American dancer (1925–2018)

Michael Santiago Gutierrez (December 30, 1925 – March 16, 2018), better known as Michael Terrace, was an American ballroom and Broadway stage dancer, choreographer, actor, dance consultant, and writer. His stage and subsequent dance career spanned a total of 60 years, during which he made innumerable contributions to ballroom dancing. Terrace played Bernardo in West Side Story with the national company and was picked out of 2,500 ballet dancers to be at the Metropolitan Opera House to perform with the Bolshoi Ballet Company of Russia.

==Life and career==
Early Years
Miguel Santiago Gutierrez de Lozano was born in Spanish Harlem, New York City, on December 30, 1925. Young Michael, of Cuban and Venezuelan descent, was the great grandson of prolific Venezuelan poet, Abigail Lozano. He joined the Marines during WWII and was honorably discharged. When he returned from the war, Michael used the GI Bill to fund his education in dance.

Dance Years
Terrace started his dance career at the Dale Murray dance studio and eventually lived and trained in Carnegie Hall. He also was a regular performer in renowned NYC dance clubs like The Palladium Ballroom, Roseland, China Doll and Park Plaza. Terrace met and married Elita Cleveland and formed the dance team Terrace & Elita. Some of the original "Mambo-niks", Michael and Elita, were regulars in the Palladium Ballroom dance competitions and helped to bring the Mambo craze to mainstream America. They worked closely and often with legends such as Tito Puente, Machito, Sammy Davis Jr., Harry Belafonte and many other stars of the 1950s and 1960s.
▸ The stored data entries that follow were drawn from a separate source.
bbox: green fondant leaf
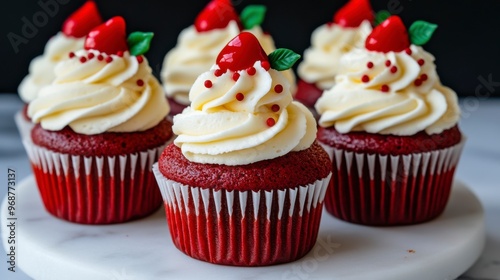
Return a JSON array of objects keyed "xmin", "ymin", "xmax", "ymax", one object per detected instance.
[
  {"xmin": 374, "ymin": 10, "xmax": 391, "ymax": 26},
  {"xmin": 240, "ymin": 5, "xmax": 267, "ymax": 29},
  {"xmin": 409, "ymin": 20, "xmax": 438, "ymax": 46},
  {"xmin": 268, "ymin": 48, "xmax": 301, "ymax": 71},
  {"xmin": 127, "ymin": 32, "xmax": 154, "ymax": 56}
]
Terrace was particularly associated with the film Dirty Dancing (1987). His stories of the formative years of the Mambo in the Catskills, where Michael was a teacher, inspired Eleanor Bergstein's vision of lead character Johnny Castle (played by Patrick Swayze).

Later Years
In his later years, he opened a dance studio in Englewood, New Jersey, was featured in the Bravo documentary "The Palladium: Where Mambo was King", appeared in bit parts in feature films, and wrote many stories about the Palladium.

Career at the Housing Authority of Englewood, NJ
Michael Terrace also served as the Executive Director of the Housing Authority of Englewood, NJ from 1976 to 1983. Under his leadership, the Housing Authority made significant strides in providing housing assistance to low-income residents. His tenure marked a period of growth and development of the Housing Authority, contributing to its mission of providing affordable housing options of the community.

Terrace was an ardent supporter of dancing, and especially dancing the "Mambo on Two" for his entire life. He was dedicated to preserving the stories of the Mambo and The Palladium Ballroom.

Michael Terrace later lived in Boynton Beach, Florida, and continued to dance with friends at the Goldcoast until he died on March 16, 2018, at the age of 92.